Apache Airflow is a powerful open-source tool for orchestrating workflows, but getting it up and running—especially on Windows—can be a challenge. During my recent deep dive into Airflow, I explored various installation methods and discovered the best approach that worked for me. In this post, I’ll share my findings and guide you through setting up Airflow on a Windows machine in a way that actually works.


What is Apache Airflow?

Apache Airflow is an open-source platform for developing, scheduling, and monitoring batch-oriented workflows. It allows users to define workflows as Directed Acyclic Graphs (DAGs) using Python. Airflow then handles the scheduling and execution of tasks, ensuring efficient workflow management.

While Airflow itself isn’t particularly difficult to use, setting it up—especially on a Windows system—can be quite tricky due to its reliance on Linux-based dependencies.


Challenges of Installing Airflow on Windows

Airflow is designed to run on Unix-based systems, which means Windows users need to find workarounds. The most common approaches include:

  • Running Airflow inside Docker containers
  • Setting up Windows Subsystem for Linux (WSL)
  • Using a Virtual Machine (VM) with Ubuntu

Each method has its pros and cons, but in my experience, running Airflow on an Ubuntu VM provided the most stable and reliable setup.

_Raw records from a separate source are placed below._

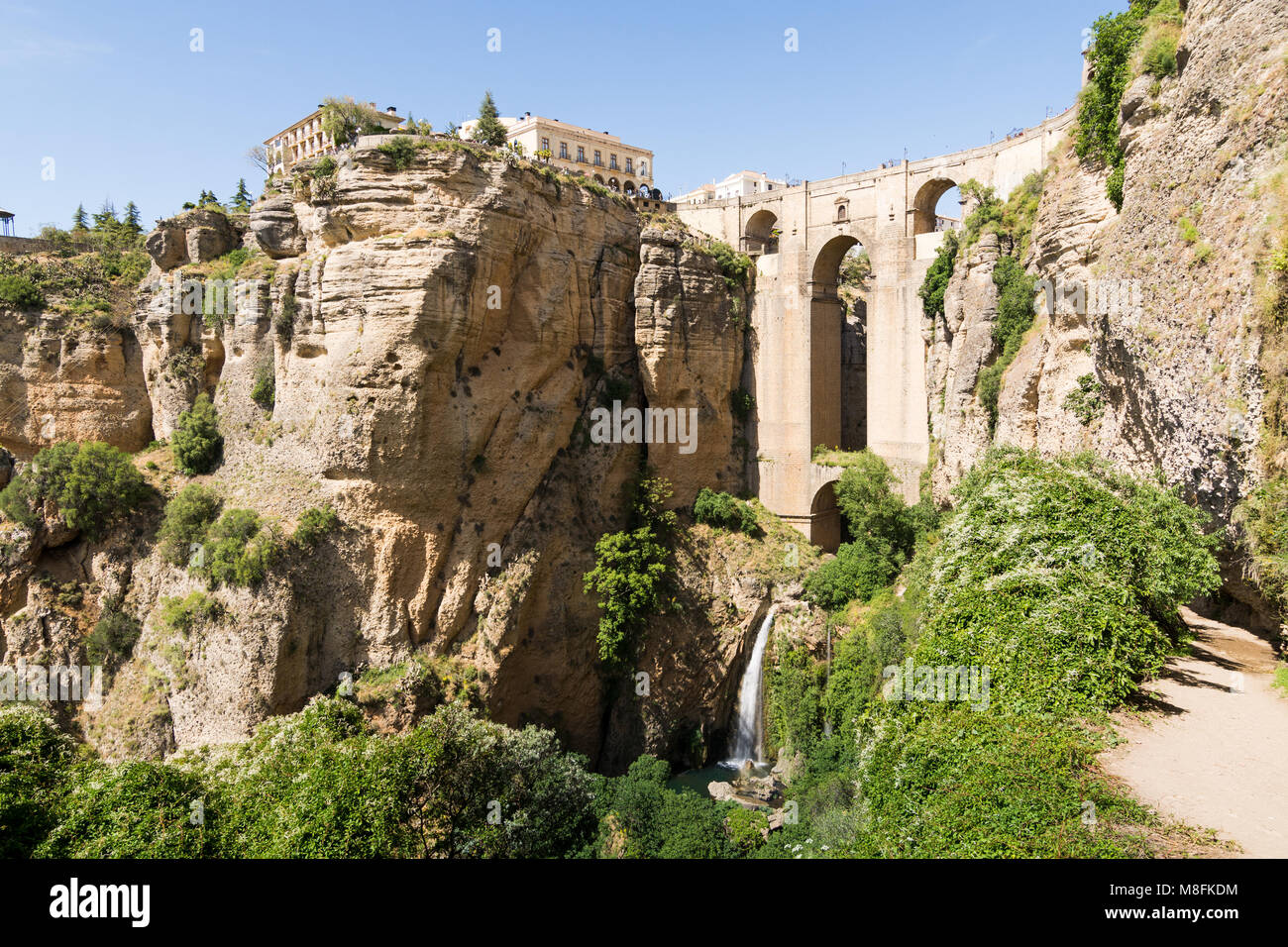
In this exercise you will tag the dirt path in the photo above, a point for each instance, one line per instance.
(1214, 751)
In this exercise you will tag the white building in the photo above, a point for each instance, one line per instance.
(741, 184)
(597, 155)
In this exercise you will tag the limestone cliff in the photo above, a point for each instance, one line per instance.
(437, 337)
(1155, 304)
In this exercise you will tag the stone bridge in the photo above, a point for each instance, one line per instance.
(818, 376)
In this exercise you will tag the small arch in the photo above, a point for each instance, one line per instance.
(759, 235)
(824, 519)
(926, 201)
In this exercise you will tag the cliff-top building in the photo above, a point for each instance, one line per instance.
(739, 184)
(597, 155)
(305, 140)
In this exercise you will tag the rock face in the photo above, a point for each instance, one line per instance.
(194, 236)
(688, 331)
(1162, 318)
(437, 339)
(58, 385)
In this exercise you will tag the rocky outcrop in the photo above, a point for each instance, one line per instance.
(194, 236)
(437, 338)
(1155, 307)
(56, 384)
(688, 328)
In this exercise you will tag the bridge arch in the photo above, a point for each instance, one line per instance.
(758, 235)
(838, 331)
(825, 518)
(923, 206)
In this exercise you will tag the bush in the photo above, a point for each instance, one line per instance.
(858, 571)
(314, 523)
(265, 390)
(240, 549)
(93, 486)
(196, 441)
(114, 637)
(724, 512)
(400, 150)
(185, 613)
(34, 761)
(632, 570)
(187, 517)
(20, 292)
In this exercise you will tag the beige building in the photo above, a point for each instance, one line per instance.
(739, 184)
(597, 155)
(305, 140)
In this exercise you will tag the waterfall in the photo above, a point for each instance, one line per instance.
(746, 722)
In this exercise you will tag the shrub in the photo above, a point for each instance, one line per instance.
(265, 390)
(114, 637)
(93, 486)
(240, 549)
(632, 570)
(724, 512)
(20, 292)
(185, 613)
(858, 571)
(187, 517)
(1086, 401)
(197, 442)
(400, 150)
(314, 523)
(34, 761)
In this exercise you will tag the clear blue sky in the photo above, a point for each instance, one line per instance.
(114, 94)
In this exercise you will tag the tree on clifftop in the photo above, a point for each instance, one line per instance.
(489, 131)
(241, 200)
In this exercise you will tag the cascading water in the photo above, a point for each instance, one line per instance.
(746, 723)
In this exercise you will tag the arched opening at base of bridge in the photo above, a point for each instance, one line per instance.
(838, 347)
(760, 234)
(936, 208)
(824, 519)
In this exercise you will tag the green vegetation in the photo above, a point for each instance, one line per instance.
(320, 784)
(1115, 40)
(185, 613)
(197, 442)
(265, 390)
(935, 283)
(344, 120)
(20, 292)
(489, 131)
(240, 549)
(632, 574)
(883, 534)
(1086, 401)
(93, 487)
(187, 517)
(114, 637)
(1063, 579)
(1016, 312)
(724, 512)
(314, 523)
(402, 151)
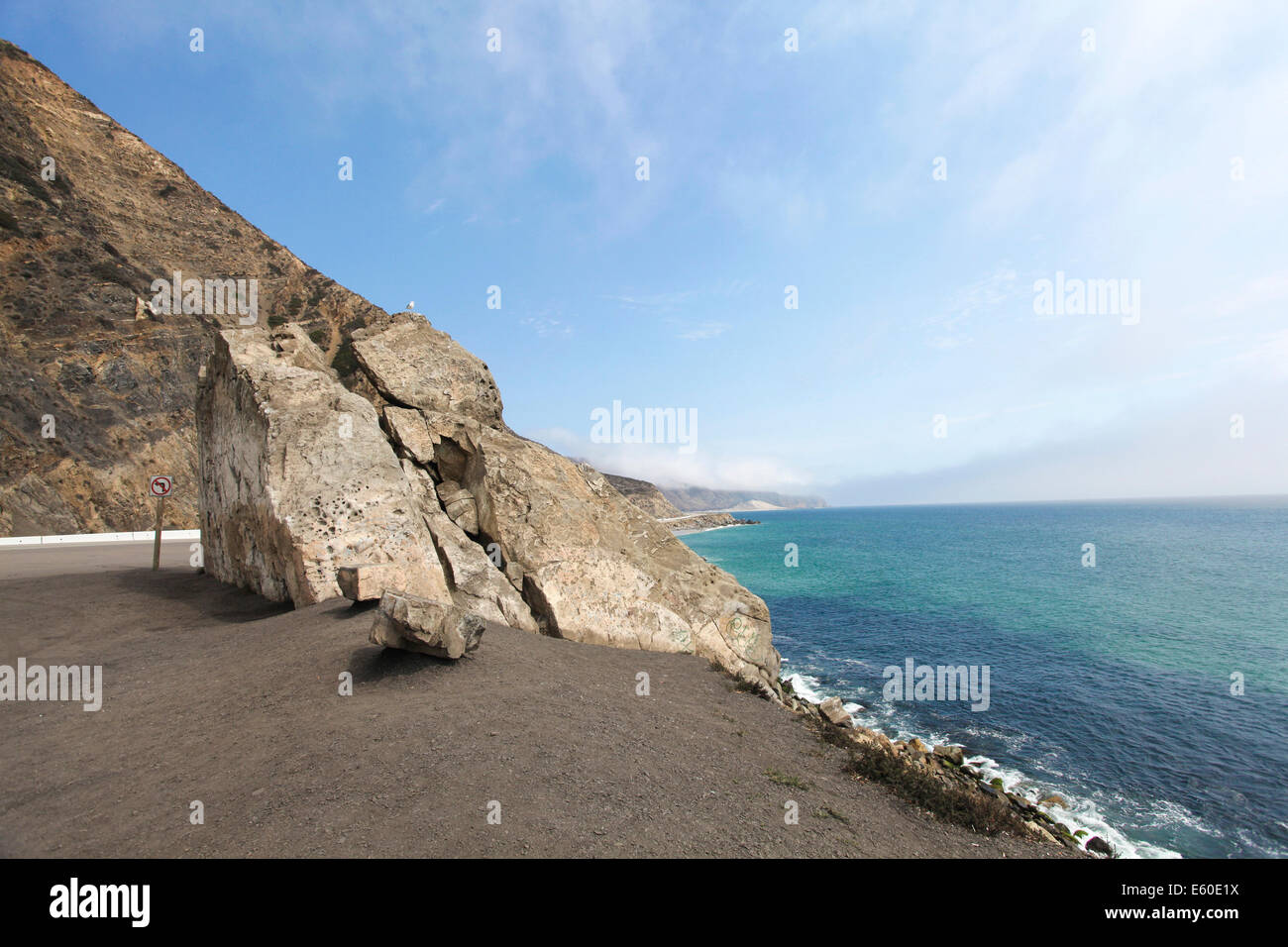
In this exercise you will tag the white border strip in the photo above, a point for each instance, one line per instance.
(90, 538)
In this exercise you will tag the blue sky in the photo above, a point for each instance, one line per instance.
(767, 169)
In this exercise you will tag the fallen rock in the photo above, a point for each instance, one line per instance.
(297, 478)
(1100, 847)
(368, 582)
(460, 505)
(426, 626)
(415, 365)
(835, 711)
(592, 567)
(1039, 831)
(953, 754)
(477, 583)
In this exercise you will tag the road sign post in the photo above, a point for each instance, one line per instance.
(160, 488)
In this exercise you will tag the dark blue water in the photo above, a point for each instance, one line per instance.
(1109, 684)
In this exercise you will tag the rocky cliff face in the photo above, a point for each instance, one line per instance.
(424, 479)
(81, 240)
(644, 495)
(323, 432)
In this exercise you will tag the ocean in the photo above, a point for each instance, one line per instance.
(1149, 689)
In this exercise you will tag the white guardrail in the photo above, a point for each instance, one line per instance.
(91, 538)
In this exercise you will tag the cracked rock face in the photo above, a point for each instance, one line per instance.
(503, 527)
(296, 478)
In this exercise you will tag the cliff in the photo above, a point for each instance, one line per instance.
(98, 386)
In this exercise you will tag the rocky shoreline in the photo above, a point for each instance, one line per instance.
(707, 521)
(939, 779)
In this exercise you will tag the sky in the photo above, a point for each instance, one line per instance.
(913, 170)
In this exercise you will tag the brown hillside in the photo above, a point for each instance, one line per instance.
(77, 258)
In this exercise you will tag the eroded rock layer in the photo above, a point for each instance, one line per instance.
(505, 528)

Setting Up Airflow on an Ubuntu Virtual Machine

If you’re looking for a robust way to run Apache Airflow on Windows, using a virtual machine with Ubuntu is a great option. Here’s how you can set it up:

1. Install VirtualBox and Set Up Ubuntu

  • Download and install VirtualBox.
  • Create a new Ubuntu VM and allocate sufficient resources (at least 2 CPU cores, 4GB RAM).
  • Ensure the system is updated: sudo apt update && sudo apt upgrade -y

2. Install Required Dependencies

  • First, install necessary system packages: sudo apt-get install software-properties-common sudo apt-add-repository universe
  • Install Python and required libraries: sudo apt-get install python3-pip python3-setuptools

3. Install Airflow and Setup a Virtual Environment

To keep things organized, it’s a good idea to use a virtual environment for Airflow. You can do this using Conda:

  • Install Anaconda:
    • Download the Debian package for Anaconda from Anaconda.com
    • Install it with: bash Anaconda3-<version>-Linux-x86_64.sh
  • Create a new Airflow virtual environment: conda create --name airflow-environment python=3.9 conda activate airflow-environment
  • Set the AIRFLOW_HOME environment variable: export AIRFLOW_HOME=~/airflow-environment
  • Install Airflow dependencies: sudo apt-get update && sudo apt-get install -y python-setuptools python3-pip python-dev libffi-dev libssl-dev zip wget sudo apt-get install gcc python3-dev
  • Install Airflow and additional packages: pip install apache-airflow pip install apache-airflow[kubernetes] pip install statsd cryptography pyspark

4. Initialize and Start Airflow

  • Initialize the Airflow database: airflow db init
  • Create an admin user (only needs to be done once): airflow users create --role Admin --username admin --email admin@example.com --firstname Admin --lastname User --password my_secure_password
  • Start the Airflow web server: airflow webserver --port 8080
  • In a separate terminal, start the scheduler: airflow scheduler
  • Open a browser and navigate to http://localhost:8080 to access the Airflow UI.

Final Thoughts

After experimenting with different setups, I found that running Apache Airflow on an Ubuntu Virtual Machine was the most effective way to get it running on Windows. While Docker and WSL are viable alternatives, a VM provided the most stable and predictable experience for my workflows.

If you’re looking for a hassle-free way to get started with Airflow on Windows, I highly recommend trying the virtual machine approach. Hopefully, this guide saves you some time and frustration! If you have any questions or want to share your own experience with setting up Airflow, feel free to drop a comment!